Он ощупал мою спину и ноги, спрашивая, не больно ли. Потом выпрямился, посмотрел на меня и сказал сестре:
– Искривление весьма значительно, поражена часть спинных мышц.
Еще раз осмотрев мою ногу, он потрепал меня по волосам и сказал:
– Мы все это скоро выпрямим.
– И обратился к сестре.
– Необходимо выровнять берцовую кость.
– Он взял меня за лодыжку и продолжал: - Эти сухожилия придется укоротить, а стопу поднять. Мы сделаем надрез вот у этого сустава.
– Он медленно провел пальцем по коже над коленом.
– Выравнивать будем здесь.
Это движение его пальцев я запомнил навсегда: он провел линию там, где потом лег шрам.
Утром накануне операции он остановился около моей кровати и сказал сопровождавшей его старшей сестре:
– Мальчик, по-моему, совсем освоился: у него очень веселый вид.
– Да, да, он славный мальчуган, - подхватила сестра и добавила обычным нарочито веселым тоном: - Он даже поет "Брысь, брысь, черный кот!". Не правда ли, Алан?
– Да, - сказал я, как всегда смущаясь от ее приторного голоса.
Доктор с минуту смотрел на меня в раздумье, потом неожиданно нагнулся и откинул одеяло.
– Перевернись на живот, чтобы я мог осмотреть твою спину, - сказал он.
Я перевернулся и почувствовал, что его прохладные руки скользят по моей кривой спине, тщательно ее ощупывая.
– Хорошо, - произнес он, выпрямляясь и придерживая одеяло, чтобы я мог снова лечь на спину.
Когда я повернулся к нему лицом, он взъерошил мне волосы и сказал:
– Завтра мы выпрямим твою ногу.
– И с улыбкой, которая показалась мне странной, добавил: - Ты храбрый мальчик.
Я принял эту дань уважения без малейшего чувства гордости, недоумевая, за что он меня похвалил. Мне очень захотелось, чтобы он узнал, какой я замечательный бегун. Я наконец решился сказать ему об этом, но он уже повернулся к Папаше, который, сидя в своей коляске, ухмылялся беззубыми деснами.
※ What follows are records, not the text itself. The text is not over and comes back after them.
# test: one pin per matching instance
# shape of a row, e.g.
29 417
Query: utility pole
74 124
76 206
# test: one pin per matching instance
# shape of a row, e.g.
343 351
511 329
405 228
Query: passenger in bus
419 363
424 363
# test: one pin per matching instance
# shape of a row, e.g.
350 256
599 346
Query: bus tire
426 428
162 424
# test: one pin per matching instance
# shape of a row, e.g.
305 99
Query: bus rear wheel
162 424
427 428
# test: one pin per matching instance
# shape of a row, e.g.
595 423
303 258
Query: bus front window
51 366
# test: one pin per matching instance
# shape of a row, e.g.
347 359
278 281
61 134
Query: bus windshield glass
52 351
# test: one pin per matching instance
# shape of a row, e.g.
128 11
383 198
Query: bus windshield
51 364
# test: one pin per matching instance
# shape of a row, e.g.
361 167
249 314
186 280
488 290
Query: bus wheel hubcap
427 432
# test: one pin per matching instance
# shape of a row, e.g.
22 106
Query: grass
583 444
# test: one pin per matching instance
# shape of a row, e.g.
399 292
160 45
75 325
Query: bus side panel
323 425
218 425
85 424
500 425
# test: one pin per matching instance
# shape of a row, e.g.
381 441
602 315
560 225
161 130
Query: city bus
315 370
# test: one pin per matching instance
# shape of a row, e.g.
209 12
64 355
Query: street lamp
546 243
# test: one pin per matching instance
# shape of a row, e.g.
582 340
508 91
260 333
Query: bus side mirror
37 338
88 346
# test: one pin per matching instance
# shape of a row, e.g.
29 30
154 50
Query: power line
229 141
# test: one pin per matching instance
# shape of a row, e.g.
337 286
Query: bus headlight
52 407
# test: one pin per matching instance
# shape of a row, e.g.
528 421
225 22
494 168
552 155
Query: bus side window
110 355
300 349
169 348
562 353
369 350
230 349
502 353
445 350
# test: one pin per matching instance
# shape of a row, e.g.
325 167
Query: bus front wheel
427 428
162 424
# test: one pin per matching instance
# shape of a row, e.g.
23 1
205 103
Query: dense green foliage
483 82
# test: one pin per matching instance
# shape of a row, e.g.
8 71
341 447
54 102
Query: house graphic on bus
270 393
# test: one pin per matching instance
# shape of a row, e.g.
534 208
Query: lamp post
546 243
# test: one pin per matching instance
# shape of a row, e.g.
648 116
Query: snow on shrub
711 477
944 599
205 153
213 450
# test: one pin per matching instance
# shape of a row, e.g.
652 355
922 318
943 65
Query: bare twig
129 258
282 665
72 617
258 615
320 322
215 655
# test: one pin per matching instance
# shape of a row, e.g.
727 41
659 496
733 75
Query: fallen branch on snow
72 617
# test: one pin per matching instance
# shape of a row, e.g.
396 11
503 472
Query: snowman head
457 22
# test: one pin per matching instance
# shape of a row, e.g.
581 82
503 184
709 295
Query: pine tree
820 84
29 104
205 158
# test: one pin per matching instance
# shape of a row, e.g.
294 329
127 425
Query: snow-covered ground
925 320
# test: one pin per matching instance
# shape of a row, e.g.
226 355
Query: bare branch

Папаша прижился в больнице, как кошка в доме. Это был старик пенсионер с парализованными ногами. Он передвигался по палате и выезжал на веранду в кресле-коляске, к колесам которой были приделаны специальные рычаги. Худыми жилистыми руками он проворно нажимал на рычаги и быстро ездил по палате. Я завидовал ему и в мечтах уже видел, как я ношусь по больнице в таком же кресле, а потом завоевываю первое место в спортивных колясочных гонках и, проезжая по стадиону, кричу: "Дай дорогу!" - как заправский велогонщик.
Во время врачебного обхода Папаша занимал свою излюбленную позицию - у моей кровати. С нетерпением поглядывая на врача, обходившего палату, он сидел, готовый, как только тот остановится перед ним, поразить его сочиненной заранее тирадой. В такую минуту заговаривать с ним было бесполезно - он ничего не слышал. Но в другое время он говорил без умолку.
Он всегда был готов ныть и жаловаться и терпеть не мог ежедневных ванн.
– Эскимосы же не моются в ваннах, - оправдывался он, - а их и топором не убьешь.